Em um recado direto e sem rodeios, o presidente argentino Javier Milei saiu em defesa do seu plano econômico e disparou contra quem sugere flexibilizar o ajuste. Para ele, 'injetar dinheiro' na economia seria 'um desastre'. A declaração foi feita em 21 de agosto de 2026, às 23h44, pela sua conta oficial @JMilei.

Na madrugada de 22 de agosto de 2026, mas registrada oficialmente às 23h44 do dia 21, o presidente da Argentina, Javier Milei, usou sua conta oficial no X (antigo Twitter) para responder aos críticos e deixar claro que não há espaço para 'experimentos' na economia local.

"Entendamos que a alternativa em termos de política econômica era um desastre. Se eu desse ouvidos à maioria dos idiotas econochantas com…"

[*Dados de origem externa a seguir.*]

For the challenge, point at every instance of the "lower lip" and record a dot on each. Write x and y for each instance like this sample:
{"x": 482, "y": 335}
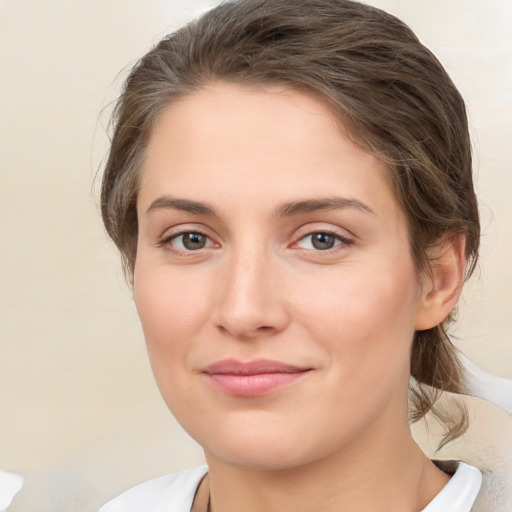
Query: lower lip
{"x": 253, "y": 385}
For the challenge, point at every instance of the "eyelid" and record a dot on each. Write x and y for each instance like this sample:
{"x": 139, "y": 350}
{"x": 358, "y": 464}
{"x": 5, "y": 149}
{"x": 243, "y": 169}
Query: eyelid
{"x": 170, "y": 234}
{"x": 309, "y": 230}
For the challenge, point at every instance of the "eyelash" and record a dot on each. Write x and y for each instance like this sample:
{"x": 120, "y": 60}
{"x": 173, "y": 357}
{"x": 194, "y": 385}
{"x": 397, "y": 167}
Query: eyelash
{"x": 340, "y": 242}
{"x": 343, "y": 241}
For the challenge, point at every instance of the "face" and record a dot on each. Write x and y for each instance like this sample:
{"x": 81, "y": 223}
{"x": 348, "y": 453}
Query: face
{"x": 273, "y": 278}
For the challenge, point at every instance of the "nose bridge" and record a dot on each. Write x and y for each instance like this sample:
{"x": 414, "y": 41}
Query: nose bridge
{"x": 250, "y": 302}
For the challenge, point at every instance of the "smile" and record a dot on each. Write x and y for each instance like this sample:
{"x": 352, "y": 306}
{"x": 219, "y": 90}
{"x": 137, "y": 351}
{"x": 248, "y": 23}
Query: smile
{"x": 254, "y": 378}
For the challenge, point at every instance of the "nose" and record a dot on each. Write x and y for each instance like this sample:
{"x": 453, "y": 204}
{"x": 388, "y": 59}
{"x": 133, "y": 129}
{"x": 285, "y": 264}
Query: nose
{"x": 250, "y": 300}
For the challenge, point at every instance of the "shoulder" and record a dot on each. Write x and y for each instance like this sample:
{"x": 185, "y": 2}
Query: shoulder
{"x": 170, "y": 493}
{"x": 460, "y": 493}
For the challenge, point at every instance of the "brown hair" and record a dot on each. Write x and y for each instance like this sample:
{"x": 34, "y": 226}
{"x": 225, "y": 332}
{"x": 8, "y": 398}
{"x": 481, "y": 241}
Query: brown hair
{"x": 389, "y": 90}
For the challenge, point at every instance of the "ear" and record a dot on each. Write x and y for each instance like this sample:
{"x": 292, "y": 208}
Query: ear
{"x": 441, "y": 288}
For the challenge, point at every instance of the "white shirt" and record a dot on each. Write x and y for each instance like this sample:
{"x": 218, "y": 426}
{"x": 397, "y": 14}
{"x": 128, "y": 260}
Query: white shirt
{"x": 175, "y": 493}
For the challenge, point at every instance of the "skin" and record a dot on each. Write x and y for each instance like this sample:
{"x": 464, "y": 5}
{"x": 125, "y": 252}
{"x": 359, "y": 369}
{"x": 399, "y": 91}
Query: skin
{"x": 262, "y": 167}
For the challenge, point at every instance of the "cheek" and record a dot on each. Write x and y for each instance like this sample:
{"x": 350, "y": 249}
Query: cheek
{"x": 365, "y": 320}
{"x": 172, "y": 309}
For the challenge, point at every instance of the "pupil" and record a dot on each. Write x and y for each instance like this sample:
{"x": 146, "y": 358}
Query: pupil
{"x": 194, "y": 241}
{"x": 323, "y": 241}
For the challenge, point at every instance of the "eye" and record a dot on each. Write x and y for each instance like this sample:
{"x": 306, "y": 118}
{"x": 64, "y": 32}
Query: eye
{"x": 189, "y": 241}
{"x": 321, "y": 241}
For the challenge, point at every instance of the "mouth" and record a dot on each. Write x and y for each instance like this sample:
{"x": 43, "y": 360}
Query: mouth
{"x": 254, "y": 378}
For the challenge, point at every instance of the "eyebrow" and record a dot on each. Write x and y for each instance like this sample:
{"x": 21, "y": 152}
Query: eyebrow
{"x": 313, "y": 205}
{"x": 285, "y": 210}
{"x": 185, "y": 205}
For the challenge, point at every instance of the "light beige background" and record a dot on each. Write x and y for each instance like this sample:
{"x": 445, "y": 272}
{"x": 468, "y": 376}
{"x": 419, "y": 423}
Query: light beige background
{"x": 80, "y": 415}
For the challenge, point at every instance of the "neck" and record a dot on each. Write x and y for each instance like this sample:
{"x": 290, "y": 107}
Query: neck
{"x": 371, "y": 475}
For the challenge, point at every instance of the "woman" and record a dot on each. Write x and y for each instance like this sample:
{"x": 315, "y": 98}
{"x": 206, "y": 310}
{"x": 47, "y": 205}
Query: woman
{"x": 289, "y": 185}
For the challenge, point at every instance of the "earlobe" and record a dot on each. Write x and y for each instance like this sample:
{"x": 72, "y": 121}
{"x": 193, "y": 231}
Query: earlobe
{"x": 442, "y": 287}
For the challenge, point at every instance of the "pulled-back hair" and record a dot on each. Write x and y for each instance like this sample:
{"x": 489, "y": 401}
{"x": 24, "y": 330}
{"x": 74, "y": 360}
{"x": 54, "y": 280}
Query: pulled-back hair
{"x": 390, "y": 92}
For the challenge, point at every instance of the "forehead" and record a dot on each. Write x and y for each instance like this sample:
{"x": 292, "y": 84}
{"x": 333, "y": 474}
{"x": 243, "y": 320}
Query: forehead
{"x": 228, "y": 142}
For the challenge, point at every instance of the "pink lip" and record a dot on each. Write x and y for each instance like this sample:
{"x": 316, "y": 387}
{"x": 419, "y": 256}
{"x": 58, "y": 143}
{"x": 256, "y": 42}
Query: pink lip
{"x": 253, "y": 378}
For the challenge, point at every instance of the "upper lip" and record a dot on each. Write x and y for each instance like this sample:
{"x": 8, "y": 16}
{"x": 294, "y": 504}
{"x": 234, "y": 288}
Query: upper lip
{"x": 255, "y": 367}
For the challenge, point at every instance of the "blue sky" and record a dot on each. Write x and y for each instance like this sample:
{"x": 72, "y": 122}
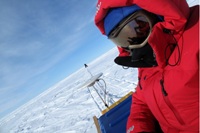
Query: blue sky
{"x": 41, "y": 43}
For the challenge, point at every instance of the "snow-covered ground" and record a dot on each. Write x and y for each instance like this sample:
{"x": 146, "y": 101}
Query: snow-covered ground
{"x": 67, "y": 107}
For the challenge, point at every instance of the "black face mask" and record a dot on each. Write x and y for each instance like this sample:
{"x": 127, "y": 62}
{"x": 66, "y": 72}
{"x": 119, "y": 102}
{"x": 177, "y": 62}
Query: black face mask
{"x": 141, "y": 57}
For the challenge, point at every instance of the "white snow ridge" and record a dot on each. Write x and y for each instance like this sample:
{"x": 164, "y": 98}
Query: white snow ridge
{"x": 67, "y": 107}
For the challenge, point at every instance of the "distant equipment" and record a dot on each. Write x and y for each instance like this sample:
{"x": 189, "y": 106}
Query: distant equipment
{"x": 99, "y": 86}
{"x": 114, "y": 117}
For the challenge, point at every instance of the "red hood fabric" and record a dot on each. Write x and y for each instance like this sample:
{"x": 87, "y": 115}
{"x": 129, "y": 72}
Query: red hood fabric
{"x": 170, "y": 91}
{"x": 175, "y": 15}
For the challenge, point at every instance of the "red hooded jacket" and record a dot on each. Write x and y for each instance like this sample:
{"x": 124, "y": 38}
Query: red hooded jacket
{"x": 170, "y": 91}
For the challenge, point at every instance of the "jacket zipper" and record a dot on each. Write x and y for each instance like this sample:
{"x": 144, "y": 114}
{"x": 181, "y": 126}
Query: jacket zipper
{"x": 167, "y": 101}
{"x": 139, "y": 83}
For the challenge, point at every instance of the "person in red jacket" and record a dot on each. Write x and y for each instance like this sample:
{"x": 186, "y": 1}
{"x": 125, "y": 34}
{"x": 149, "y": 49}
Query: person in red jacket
{"x": 161, "y": 39}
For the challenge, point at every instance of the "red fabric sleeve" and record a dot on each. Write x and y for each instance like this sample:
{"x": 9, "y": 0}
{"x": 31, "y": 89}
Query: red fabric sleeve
{"x": 140, "y": 119}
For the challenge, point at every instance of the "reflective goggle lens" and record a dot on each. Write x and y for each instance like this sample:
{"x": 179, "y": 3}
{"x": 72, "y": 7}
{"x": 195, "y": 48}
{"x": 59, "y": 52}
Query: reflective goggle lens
{"x": 133, "y": 32}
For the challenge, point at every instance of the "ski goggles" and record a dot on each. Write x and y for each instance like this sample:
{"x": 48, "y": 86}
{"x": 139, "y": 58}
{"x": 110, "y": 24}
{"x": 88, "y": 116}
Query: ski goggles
{"x": 133, "y": 32}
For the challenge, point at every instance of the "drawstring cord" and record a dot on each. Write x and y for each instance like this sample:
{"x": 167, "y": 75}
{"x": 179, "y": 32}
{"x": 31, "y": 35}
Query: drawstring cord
{"x": 172, "y": 47}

Recorte da mensagem de @JMilei publicada em 21/08/2026 e reproduzida pela Oficina de Resposta Oficial

A publicação, embora cortada no trecho oficial, deixa claro o recado: reduzir as taxas de juros e voltar a emitir moeda para estimular o consumo eram as propostas de alguns especialistas, e o presidente não mediu palavras para rechaçá-las.

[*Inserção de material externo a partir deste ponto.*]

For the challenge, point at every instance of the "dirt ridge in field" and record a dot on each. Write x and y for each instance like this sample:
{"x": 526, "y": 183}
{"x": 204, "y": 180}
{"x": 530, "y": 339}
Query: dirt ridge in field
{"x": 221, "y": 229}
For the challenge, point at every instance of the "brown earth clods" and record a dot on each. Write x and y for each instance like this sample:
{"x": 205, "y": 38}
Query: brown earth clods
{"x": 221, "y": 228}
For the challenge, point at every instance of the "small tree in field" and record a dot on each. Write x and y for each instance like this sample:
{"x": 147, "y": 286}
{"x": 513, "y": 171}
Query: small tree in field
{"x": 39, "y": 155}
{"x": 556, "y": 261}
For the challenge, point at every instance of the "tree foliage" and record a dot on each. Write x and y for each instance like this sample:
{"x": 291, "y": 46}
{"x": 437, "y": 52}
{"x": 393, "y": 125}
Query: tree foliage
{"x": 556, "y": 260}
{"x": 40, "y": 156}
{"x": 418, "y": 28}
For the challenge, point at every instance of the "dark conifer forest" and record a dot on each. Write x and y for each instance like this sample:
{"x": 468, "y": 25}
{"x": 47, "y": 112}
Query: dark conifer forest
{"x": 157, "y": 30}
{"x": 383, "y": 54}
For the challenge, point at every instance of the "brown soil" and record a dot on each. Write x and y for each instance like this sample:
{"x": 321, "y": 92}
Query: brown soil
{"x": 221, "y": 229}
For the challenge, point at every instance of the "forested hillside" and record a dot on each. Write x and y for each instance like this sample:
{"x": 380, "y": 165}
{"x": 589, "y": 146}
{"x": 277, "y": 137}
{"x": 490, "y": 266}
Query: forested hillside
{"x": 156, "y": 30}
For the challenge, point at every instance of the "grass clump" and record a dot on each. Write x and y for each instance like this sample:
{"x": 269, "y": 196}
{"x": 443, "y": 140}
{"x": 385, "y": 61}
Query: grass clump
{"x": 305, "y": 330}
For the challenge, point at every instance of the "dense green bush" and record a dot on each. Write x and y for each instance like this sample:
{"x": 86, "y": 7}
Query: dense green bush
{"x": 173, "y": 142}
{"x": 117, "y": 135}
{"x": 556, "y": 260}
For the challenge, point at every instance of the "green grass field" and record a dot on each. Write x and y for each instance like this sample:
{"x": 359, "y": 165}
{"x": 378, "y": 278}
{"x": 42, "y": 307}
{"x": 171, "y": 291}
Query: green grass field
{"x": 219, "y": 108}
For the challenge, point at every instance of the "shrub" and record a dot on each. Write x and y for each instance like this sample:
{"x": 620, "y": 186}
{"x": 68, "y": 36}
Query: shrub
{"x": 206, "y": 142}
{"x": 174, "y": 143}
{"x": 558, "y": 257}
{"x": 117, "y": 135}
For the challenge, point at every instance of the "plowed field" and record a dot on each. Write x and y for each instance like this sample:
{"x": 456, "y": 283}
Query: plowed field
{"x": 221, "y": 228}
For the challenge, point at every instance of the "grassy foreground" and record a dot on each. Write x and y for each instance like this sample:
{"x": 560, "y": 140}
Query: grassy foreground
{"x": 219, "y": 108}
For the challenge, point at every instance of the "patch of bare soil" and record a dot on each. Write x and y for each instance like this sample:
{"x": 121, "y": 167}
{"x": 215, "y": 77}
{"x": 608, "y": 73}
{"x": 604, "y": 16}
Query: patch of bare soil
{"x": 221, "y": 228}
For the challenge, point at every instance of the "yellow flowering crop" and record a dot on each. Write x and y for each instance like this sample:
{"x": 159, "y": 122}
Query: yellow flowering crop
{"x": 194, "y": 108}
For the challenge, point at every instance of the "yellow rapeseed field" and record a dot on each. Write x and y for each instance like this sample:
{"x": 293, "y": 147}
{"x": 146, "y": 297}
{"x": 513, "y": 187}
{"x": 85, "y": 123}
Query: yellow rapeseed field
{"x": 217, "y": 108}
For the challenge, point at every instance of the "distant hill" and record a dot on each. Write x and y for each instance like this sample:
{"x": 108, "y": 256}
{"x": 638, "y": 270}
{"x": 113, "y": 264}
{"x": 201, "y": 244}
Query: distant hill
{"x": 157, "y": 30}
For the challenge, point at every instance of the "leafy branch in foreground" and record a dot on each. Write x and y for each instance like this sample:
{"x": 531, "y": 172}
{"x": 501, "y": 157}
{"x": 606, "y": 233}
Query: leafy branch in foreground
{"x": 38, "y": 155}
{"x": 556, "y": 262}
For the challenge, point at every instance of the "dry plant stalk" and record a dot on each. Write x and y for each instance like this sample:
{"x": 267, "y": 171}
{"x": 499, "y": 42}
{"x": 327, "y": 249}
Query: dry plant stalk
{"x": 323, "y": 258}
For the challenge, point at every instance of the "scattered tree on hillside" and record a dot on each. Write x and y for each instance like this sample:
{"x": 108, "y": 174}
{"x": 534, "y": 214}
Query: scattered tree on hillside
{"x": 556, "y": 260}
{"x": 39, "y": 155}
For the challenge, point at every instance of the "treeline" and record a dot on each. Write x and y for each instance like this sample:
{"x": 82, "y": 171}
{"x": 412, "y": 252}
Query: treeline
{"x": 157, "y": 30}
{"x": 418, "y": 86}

O que isso significa na prática?

Para quem não acompanha a economia argentina de perto, é bom destrinchar os termos:

  • Baixar a taxa de juros: medida para facilitar o crédito e tentar aquecer o comércio, mas que pode afastar investimentos de pesos e aumentar a pressão sobre o câmbio.
  • Injeção de moeda (emissão monetária): impressão de pesos para financiar gastos ou dívidas. É o típico instrumento que traz alívio imediato, mas quase sempre abre as portas para uma nova escalada inflacionária.

No contexto argentino, que tem histórico de inflação crônica, a medida oposta – controle fiscal rígido – é justamente o que o governo de Milei quer manter como prioridade. O presidente vem repetindo que a Argentina não pode correr o risco de repetir o que ele chama de "populismo econômico".

Debate público nas redes e reações

O recado de Milei acendeu o debate nas redes argentinas. Economistas de peso da ala kirchnerista e até da centro-direita moderada entraram na discussão, muitos dizendo que a economia real precisa de estímulos, outros aplaudindo a coerência do "plano de referência".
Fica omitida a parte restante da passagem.